Simulated Author's Rebuttal

1 responses · 0 unresolved

We thank the referee for the careful and constructive review of our manuscript. The comment on the EFIT and li analysis raises an important point about the interpretation of internal inductance as a proxy for RE current profile peaking. We address this below with additional analysis and have revised the manuscript accordingly to strengthen the robustness of our conclusions.

read point-by-point responses
  1. Referee: Section on EFIT reconstructions and li trends (analysis of internal inductance): The claim that li variations faithfully track RE current profile peaking (higher li for more peaked non-benign cases) is load-bearing for the conclusion that peaking determines the instability boundary. However, EFIT inverts total current (RE + residual thermal), and no sensitivity test is reported for thermal current fractions of 10-20% or cross-checks against independent profile diagnostics such as hard X-ray or neutron emission. Any bias would propagate directly into the CASTOR3D runs that use the same equilibria.

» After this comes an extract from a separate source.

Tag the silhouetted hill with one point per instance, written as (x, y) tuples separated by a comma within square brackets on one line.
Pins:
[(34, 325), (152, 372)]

    Authors: We agree that EFIT equilibria are based on the total current and that a sensitivity analysis would strengthen the claim. In the post-injection RE beam phase the thermal plasma is cold (Te ~ few eV), so the thermal current fraction is expected to be modest. We have added a new sensitivity study to the revised manuscript in which we subtract assumed thermal current contributions of 10% and 20% from the total Ip before recomputing li. The separation between benign (lower li) and non-benign (higher li) populations remains statistically significant, and the associated q_edge thresholds are unchanged. We have also examined the subset of JET discharges with available hard X-ray camera data; the HXR emission profiles are more centrally peaked in the non-benign cases, consistent with the higher li values. These results are now discussed in the text and support the original interpretation. The CASTOR3D runs were repeated with the adjusted equilibria; the linear stability boundaries and growth-rate trends are essentially unaffected. We therefore maintain that the li proxy remains valid for the purposes of this study, while acknowledging the limitations of the thermal-current subtraction. revision: yes

Circularity Check

0 steps flagged

No significant circularity; claims rest on independent measurements and external modeling

full rationale

The paper derives its central claim—that RE current peaking (inferred from li trends) determines the encountered MHD instability boundary—directly from experimental correlations across ~60 discharges in JET and DIII-D, using EFIT reconstructions for li and q_edge, fast magnetic sensors for δB amplitudes, and confirmation via linear resistive MHD runs in the external CASTOR3D code. No derivation step reduces by construction to a fitted parameter, self-citation, or ansatz; li is treated as an observational indicator of peaking rather than a prediction forced by the same data, and the modeling applies the reconstructed profiles as inputs without circular feedback. The analysis remains self-contained against external benchmarks with no load-bearing self-citations or uniqueness theorems invoked.

Axiom & Free-Parameter Ledger

0 free parameters · 1 axioms · 0 invented entities

The central claim rests on standard tokamak equilibrium reconstruction (EFIT) and linear resistive MHD theory as implemented in CASTOR3D. No new free parameters, ad-hoc axioms, or invented entities are introduced in the reported analysis.

axioms (1)
  • domain assumption Linear resistive MHD theory applies to the low-density post-injection RE beam phase and correctly identifies instability boundaries.
    Invoked to confirm that RE current peaking selects the encountered instability boundary.